A significação das palavras não é fixa ou estática. Por meio da imaginação, as palavras e o mundo podem ter seu significado ampliado, deixando de representar apenas a ideia original. Assim, frequentemente remetem-nos a novos conceitos por meio de associações, dependendo de sua colocação numa determinada frase. No entanto, existe a estimativa de que 15% a 20% da população tem algum tipo de dificuldade de linguagem ou na compreensão de textos, sendo parte delas por falta de uma educação qualificada e outros por deficiências ou atraso cognitivo. A compreensão literal da palavra é um sintoma recorrente, por exemplo, em alguns casos de esquizofrenia, na Síndrome de Asperger (autismo funcional) e em algumas pessoas com distúrbio específico da linguagem. Por isso, essas pessoas têm extrema dificuldade na compreensão de textos escritos, não conseguem entender quando uma pessoa está sendo irônica ou sarcástica e bloqueiam o raciocínio diante de uma metáfora. Eles não percebem que as palavras não são destinadas a serem entendidas literalmente, mas que dependem de um contexto. Imagine o desespero e sofrimento desses indivíduos diante de uma crônica ou poesia.

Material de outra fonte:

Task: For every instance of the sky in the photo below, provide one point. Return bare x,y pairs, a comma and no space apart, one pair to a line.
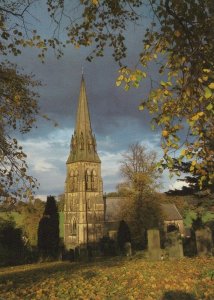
116,120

Nesse sentido, o corrupto parece fazer uso de noções limitadas aprendidas em sua vida particular, em família, no exercício de suas atribuições públicas, sem a integração de outros níveis de conhecimento linguístico e de mundo, que são necessários para o bom desempenho do dever político. Deveríamos, então, nos reorientar quanto ao afã de que ele sofra consequências penais pelos seus crimes de improbidade administrativa, considerando-a como um “mal entendido”, um problema de compreensão? Uma vez comprovada a inaptidão pela deficiência, estes não passariam a ser dignos de compaixão e tutela, inimputáveis frente aos “equívocos”? Assim como um portador de deficiência intelectual grave, um idoso acamado ou uma criança pequena, o corrupto com sua debilidade não demandaria a presença de um tutor para gerir algumas de suas ações? Em casos mais graves, não seria interessante o encaminhamento para assistência em algum dispositivo de saúde e assistência social do município para acompanhamento ou tratamento? Ou ainda, como ação preventiva, não seria o caso de resguardar, valorizar e fomentar o ensino das ciências humanas, uma vez que nelas a ideia de “próximo” é extensamente discutida, em termos éticos, podendo significar algo desde o universal, até o dentro de cada um?
Só para lembrar, o Houaiss ainda define “próximo” como “qualquer ser humano, considerado como um semelhante” – exemplifica inclusive usando um mandamento religioso: “amar ao próximo como a ti mesmo”. Mas o pobre corrupto, coitado, parece não chegar nem perto dessa significação política da palavra.